Okay, so I am a "speciesist" - whatever that politically correct term means.

I am a human. I am a superior life form. My need to have insulin, to know if the latest shampoo compound will burn out my eyes, to cure disease and a host of other things trumps anything animals might have.

And they don't have rights. They cannot respect nor understand my rights, so I am under no obligation to extend it to them.

And we extend those rights to even insensate humans because they are humans, and thus more valuable than that of a rat.

A rat is not a dog is not a boy.

9/25/2005 08:46:38 AM  
Ragnar462 said...

Your unsupported claim that "My need to [various things] trumps anything animals might have" begs the question. It's no more than the intellectual equivalent of a five-year-old saying "nuh uh."

Additionally, since your "mutual-respect" argument is based on this "humans are superior" premise, your entire argument is unsupported. You've established nothing -- not the (supposed) truth of your view, nor the (supposed) falsity of Ms. Dean's view.

An assertion is not an argument is not a serious reply.

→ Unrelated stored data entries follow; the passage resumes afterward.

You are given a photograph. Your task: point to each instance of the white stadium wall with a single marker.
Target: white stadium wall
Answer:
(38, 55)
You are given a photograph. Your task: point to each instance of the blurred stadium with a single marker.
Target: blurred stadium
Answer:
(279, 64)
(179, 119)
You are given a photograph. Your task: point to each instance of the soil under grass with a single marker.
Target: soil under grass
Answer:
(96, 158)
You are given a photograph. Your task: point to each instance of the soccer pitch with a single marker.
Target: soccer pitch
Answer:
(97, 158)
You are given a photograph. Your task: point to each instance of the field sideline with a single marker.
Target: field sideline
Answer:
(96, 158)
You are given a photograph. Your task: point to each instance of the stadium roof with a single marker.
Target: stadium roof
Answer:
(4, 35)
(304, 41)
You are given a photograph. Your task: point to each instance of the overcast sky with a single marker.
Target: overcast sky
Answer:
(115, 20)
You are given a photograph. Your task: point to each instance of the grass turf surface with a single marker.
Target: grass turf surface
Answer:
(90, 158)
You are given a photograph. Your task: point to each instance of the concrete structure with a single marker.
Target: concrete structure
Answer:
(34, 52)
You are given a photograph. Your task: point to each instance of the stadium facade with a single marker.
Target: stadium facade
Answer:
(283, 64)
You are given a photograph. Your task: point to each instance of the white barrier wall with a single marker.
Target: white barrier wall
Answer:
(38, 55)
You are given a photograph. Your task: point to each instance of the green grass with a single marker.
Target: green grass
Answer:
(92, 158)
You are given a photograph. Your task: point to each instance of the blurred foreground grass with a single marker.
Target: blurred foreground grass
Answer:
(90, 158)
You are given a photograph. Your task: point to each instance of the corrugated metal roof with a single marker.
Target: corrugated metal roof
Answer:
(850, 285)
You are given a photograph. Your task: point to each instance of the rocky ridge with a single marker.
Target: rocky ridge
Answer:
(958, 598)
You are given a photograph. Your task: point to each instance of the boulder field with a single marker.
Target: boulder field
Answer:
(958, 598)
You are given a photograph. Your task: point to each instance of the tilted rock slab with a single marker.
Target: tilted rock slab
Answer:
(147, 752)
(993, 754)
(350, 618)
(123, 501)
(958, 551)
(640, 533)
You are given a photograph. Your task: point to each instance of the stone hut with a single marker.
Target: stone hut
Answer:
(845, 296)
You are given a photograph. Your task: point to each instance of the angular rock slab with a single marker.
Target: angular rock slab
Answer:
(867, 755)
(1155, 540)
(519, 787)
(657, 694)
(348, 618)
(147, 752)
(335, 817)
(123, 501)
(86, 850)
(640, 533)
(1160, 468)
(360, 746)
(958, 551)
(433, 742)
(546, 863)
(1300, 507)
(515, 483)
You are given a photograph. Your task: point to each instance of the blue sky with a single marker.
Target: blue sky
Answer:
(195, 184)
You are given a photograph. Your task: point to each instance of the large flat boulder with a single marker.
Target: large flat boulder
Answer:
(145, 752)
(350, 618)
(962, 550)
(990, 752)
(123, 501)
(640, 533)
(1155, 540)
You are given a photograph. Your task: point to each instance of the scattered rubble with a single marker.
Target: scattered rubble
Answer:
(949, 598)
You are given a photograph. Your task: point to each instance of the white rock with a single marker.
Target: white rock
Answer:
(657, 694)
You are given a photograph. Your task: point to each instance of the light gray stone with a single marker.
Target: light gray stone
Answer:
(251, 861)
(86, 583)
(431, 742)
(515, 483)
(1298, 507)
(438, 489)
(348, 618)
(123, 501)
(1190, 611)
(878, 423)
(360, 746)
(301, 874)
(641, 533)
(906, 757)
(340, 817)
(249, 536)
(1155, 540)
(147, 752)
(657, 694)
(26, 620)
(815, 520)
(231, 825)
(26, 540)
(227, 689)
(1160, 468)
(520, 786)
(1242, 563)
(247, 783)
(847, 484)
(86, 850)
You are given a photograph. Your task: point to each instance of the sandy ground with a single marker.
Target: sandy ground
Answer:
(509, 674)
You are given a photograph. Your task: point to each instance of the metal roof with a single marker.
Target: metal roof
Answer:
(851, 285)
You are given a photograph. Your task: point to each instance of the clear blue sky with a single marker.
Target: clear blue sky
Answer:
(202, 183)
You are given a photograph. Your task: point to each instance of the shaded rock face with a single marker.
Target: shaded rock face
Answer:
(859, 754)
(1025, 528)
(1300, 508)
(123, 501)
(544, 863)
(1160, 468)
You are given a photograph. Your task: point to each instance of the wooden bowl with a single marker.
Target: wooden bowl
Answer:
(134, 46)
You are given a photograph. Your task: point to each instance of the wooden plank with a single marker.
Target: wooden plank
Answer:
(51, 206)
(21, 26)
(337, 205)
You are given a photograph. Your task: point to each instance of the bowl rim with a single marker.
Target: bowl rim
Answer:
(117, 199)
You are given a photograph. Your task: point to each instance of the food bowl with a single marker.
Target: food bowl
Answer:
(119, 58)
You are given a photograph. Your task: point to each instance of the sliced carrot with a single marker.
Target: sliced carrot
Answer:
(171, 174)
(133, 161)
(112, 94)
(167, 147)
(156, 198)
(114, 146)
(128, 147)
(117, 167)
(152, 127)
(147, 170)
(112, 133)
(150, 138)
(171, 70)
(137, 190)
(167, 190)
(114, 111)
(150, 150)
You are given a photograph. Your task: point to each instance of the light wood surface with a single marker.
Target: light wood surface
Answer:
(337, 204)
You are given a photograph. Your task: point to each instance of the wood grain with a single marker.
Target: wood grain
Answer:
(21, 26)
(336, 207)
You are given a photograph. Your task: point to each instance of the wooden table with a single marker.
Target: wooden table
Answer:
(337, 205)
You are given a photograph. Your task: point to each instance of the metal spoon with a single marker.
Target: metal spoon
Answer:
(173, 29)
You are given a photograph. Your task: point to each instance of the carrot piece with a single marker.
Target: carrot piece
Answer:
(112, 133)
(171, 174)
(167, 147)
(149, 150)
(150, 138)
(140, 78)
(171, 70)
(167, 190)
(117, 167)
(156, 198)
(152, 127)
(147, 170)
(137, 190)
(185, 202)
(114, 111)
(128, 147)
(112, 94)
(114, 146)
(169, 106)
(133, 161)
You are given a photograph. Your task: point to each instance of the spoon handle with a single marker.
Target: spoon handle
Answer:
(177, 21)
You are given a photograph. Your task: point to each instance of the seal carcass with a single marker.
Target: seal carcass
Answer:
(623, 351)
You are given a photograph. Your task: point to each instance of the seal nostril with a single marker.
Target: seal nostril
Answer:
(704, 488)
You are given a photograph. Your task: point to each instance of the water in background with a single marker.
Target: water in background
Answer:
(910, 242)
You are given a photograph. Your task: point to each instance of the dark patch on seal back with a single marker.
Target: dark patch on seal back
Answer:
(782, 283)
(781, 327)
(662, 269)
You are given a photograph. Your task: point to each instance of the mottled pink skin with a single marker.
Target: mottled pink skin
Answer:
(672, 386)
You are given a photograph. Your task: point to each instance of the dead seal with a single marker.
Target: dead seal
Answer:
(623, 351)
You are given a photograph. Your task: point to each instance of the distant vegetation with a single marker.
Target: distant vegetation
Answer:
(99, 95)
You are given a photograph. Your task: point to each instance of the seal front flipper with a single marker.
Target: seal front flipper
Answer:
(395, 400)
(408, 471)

...................................
A man of my spiritual intensity does not eat corpses.
-- George Bernard Shaw

9/25/2005 10:51:58 AM  
The Gonzman said...

And what question does it beg? I already answered any possible begged question right off the bat. I am a superior life form. My survival, and the survival of the human race comes first.

You have asserted rights as persons to animals. They have none. They are commodities, property, and resources. Not persons.

But thanks for the asshattery, it has helped make up my mind. I'm now going to go out and butcher one of my rabbit herd and have spit-turned fresh bunny for dinner tonight.